The Nigerian Upstream Petroleum Regulatory Commission (NUPRC) has set its sights on positioning Nigeria to attract at least 40% of all oil and gas investment inflows into Africa, citing the country’s vast hydrocarbon resources, recent regulatory reforms, and ongoing efforts to improve the investment climate.
Speaking at an industry stakeholders’ forum in Lagos, the Commission’s Chief Executive, Gbenga Komolafe, said the goal aligns with Nigeria’s ambition to reclaim its status as the continent’s foremost oil and gas destination. He noted that the implementation of the Petroleum Industry Act (PIA) has provided a more transparent and predictable framework for investors, but stressed that Nigeria must continue to address issues that have previously hindered investment inflows.

According to Komolafe, Africa currently attracts billions of dollars annually in upstream oil and gas investments, with countries like Angola, Namibia, and Mozambique making significant strides in new discoveries and project execution. “Nigeria, with its abundant reserves and strategic location, should naturally command a substantial share of this capital flow,” he said.
He explained that the Commission is working to fast-track licensing rounds, encourage deepwater exploration, and promote frontier basin development, with special focus on underexplored regions such as the Chad Basin, Benue Trough, and Anambra Basin. These efforts, he said, are designed to expand Nigeria’s reserves base and boost production capacity.

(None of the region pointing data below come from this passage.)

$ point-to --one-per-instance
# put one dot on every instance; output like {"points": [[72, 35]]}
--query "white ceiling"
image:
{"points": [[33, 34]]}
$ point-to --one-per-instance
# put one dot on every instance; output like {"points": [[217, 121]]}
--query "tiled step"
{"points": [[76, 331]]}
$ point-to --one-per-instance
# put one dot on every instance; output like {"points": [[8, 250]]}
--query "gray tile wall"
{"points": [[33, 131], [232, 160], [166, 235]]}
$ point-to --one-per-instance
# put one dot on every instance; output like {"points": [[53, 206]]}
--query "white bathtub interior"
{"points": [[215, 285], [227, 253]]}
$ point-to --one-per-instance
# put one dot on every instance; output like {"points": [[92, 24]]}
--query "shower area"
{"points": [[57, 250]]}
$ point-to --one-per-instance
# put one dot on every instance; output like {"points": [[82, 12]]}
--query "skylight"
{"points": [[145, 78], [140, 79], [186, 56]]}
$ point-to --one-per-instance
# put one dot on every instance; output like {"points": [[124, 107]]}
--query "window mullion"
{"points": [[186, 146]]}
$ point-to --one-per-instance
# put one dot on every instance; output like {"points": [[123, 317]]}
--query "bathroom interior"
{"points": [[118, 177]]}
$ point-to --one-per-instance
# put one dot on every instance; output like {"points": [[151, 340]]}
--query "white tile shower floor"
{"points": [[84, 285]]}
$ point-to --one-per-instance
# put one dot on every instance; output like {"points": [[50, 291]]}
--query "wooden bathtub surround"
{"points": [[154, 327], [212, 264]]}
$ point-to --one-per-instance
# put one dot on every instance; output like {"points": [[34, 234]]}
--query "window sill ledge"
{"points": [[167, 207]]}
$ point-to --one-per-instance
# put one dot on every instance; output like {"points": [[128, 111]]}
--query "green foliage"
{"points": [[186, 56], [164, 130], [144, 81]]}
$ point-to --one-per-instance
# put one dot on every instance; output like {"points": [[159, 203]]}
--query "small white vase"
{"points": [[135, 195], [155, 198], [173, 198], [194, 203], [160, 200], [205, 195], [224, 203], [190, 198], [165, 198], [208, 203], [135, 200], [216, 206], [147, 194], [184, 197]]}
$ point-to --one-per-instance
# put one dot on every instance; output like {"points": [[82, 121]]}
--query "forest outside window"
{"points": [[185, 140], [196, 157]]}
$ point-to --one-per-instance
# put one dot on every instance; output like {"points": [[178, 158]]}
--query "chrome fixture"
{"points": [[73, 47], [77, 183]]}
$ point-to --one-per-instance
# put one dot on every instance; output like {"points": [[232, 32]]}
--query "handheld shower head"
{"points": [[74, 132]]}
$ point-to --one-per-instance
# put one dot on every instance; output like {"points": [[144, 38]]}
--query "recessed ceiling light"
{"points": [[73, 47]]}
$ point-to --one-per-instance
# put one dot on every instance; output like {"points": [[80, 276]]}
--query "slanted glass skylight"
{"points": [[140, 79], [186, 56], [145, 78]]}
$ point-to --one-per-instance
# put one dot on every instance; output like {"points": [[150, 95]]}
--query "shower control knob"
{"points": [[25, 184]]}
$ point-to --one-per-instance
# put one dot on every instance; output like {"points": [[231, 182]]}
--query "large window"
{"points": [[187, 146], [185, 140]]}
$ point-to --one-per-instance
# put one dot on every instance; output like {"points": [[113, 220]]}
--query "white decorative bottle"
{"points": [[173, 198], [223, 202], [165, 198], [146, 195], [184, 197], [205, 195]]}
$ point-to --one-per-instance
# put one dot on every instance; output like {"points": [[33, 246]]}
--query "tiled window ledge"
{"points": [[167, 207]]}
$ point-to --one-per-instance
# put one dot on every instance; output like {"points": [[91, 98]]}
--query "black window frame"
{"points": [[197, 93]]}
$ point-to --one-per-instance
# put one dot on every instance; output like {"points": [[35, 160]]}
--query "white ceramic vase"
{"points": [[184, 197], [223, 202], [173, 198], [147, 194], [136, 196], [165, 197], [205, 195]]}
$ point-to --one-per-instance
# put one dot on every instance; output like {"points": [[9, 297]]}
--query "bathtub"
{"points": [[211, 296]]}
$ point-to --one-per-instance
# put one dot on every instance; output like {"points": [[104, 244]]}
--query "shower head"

Security in oil-producing areas remains a key concern for investors, and Komolafe acknowledged that crude oil theft, pipeline vandalism, and unrest in host communities have negatively impacted production and investment confidence. He stated that the NUPRC is collaborating with security agencies, community leaders, and operators to implement more effective surveillance and protection measures for critical infrastructure.

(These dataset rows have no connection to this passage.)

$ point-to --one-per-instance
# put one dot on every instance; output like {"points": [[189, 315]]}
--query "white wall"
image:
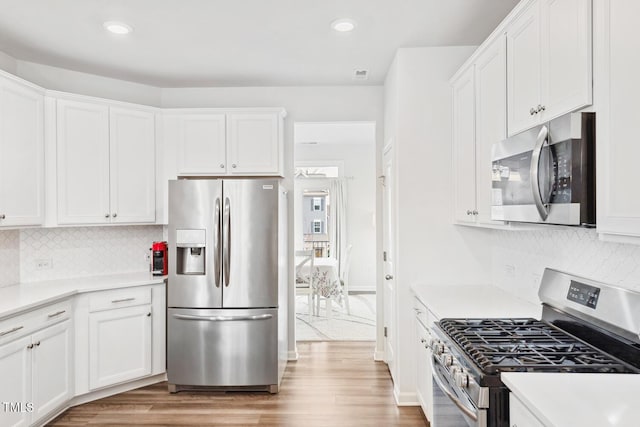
{"points": [[430, 249], [360, 166]]}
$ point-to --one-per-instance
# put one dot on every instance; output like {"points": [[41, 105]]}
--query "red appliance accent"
{"points": [[159, 259]]}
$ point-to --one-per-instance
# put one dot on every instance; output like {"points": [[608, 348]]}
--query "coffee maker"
{"points": [[159, 258]]}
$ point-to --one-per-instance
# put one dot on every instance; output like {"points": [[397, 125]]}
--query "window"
{"points": [[316, 203]]}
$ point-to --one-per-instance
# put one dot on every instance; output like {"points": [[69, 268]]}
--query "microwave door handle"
{"points": [[216, 242], [534, 173]]}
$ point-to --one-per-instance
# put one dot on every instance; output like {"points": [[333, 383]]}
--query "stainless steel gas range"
{"points": [[586, 326]]}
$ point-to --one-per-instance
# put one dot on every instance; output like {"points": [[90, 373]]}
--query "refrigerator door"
{"points": [[250, 243], [195, 216], [222, 347]]}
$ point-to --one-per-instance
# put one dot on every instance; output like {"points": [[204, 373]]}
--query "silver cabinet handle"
{"points": [[223, 318], [122, 300], [533, 171], [216, 242], [56, 314], [226, 246], [10, 331]]}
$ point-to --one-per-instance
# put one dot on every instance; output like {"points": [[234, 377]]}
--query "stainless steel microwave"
{"points": [[547, 174]]}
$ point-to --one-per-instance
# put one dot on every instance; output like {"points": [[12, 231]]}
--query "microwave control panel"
{"points": [[561, 158]]}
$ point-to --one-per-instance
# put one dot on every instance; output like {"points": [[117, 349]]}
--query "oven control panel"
{"points": [[583, 294]]}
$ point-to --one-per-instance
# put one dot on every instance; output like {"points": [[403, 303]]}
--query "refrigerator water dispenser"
{"points": [[191, 252]]}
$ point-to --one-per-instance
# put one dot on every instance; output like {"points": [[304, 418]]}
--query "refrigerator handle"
{"points": [[226, 248], [216, 243]]}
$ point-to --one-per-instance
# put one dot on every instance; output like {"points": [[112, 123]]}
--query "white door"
{"points": [[21, 155], [491, 119], [83, 163], [201, 144], [464, 142], [389, 258], [119, 345], [52, 367], [132, 166], [523, 69], [566, 56], [253, 143], [15, 372]]}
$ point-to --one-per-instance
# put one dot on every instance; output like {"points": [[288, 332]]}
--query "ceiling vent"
{"points": [[360, 74]]}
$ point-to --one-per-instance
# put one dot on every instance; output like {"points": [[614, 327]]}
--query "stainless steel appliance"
{"points": [[223, 285], [586, 326], [547, 174]]}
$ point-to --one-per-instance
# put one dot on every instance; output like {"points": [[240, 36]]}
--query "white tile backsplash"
{"points": [[519, 258], [85, 251], [9, 257]]}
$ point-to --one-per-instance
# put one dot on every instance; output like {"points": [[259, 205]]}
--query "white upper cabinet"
{"points": [[132, 165], [464, 147], [202, 144], [105, 164], [254, 143], [617, 89], [82, 162], [218, 142], [549, 68], [491, 119], [21, 154]]}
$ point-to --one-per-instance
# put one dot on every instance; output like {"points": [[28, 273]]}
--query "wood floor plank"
{"points": [[332, 384]]}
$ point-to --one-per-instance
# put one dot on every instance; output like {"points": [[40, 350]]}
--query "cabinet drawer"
{"points": [[119, 298], [25, 323]]}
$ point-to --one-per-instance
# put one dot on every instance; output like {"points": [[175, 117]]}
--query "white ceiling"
{"points": [[342, 133], [181, 43]]}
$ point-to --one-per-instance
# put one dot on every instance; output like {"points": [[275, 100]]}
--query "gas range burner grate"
{"points": [[527, 345]]}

The Commission is also advocating for the adoption of advanced exploration and production technologies to improve efficiency and reduce costs. “The future of oil and gas investment will favour jurisdictions that can deliver competitive unit costs, guarantee production uptime, and demonstrate fiscal stability,” Komolafe added.
On fiscal competitiveness, the NUPRC chief noted that Nigeria has adjusted its royalty and tax regimes under the PIA to make the sector more attractive. He said this would provide better returns for investors while ensuring the country receives fair value for its resources.
Komolafe further stressed the importance of gas development as part of the investment drive. He described Nigeria’s over 200 trillion cubic feet of proven gas reserves as a key asset in the global transition to cleaner energy, noting that gas projects would play a central role in attracting both domestic and foreign capital.
Industry analysts at the forum supported the Commission’s ambition but emphasised that achieving a 40% continental share will require sustained reforms, improved governance, and consistent policy implementation. They cautioned that competing African producers are offering increasingly competitive terms, meaning Nigeria must actively differentiate itself as an investment destination.
The NUPRC chief assured stakeholders that the Commission is committed to reducing bureaucratic bottlenecks, expediting approvals, and fostering stronger investor relationships. He also revealed plans for targeted international roadshows to market Nigeria’s oil and gas opportunities to global investors.
Komolafe concluded by stating that Nigeria’s vast resource base, combined with regulatory stability and improved security, could make the 40% target achievable within the next few years if all stakeholders remain committed. He called for close collaboration between the government, private sector, and host communities to ensure the country reclaims its leading role in Africa’s oil and gas investment landscape.
If Nigeria successfully captures 40% of Africa’s oil and gas investment flows, experts believe it could significantly boost foreign exchange earnings, create thousands of jobs, and accelerate infrastructure development across the country. Such gains, they note, would also strengthen fiscal stability and enhance the government’s capacity to fund critical social and economic projects.
However, industry observers warn that the target will remain aspirational unless Nigeria addresses lingering operational, fiscal, and governance challenges. They stress that achieving the goal will require a sustained commitment to reforms, a stable policy environment, and effective coordination among all stakeholders to ensure the oil and gas sector remains globally competitive.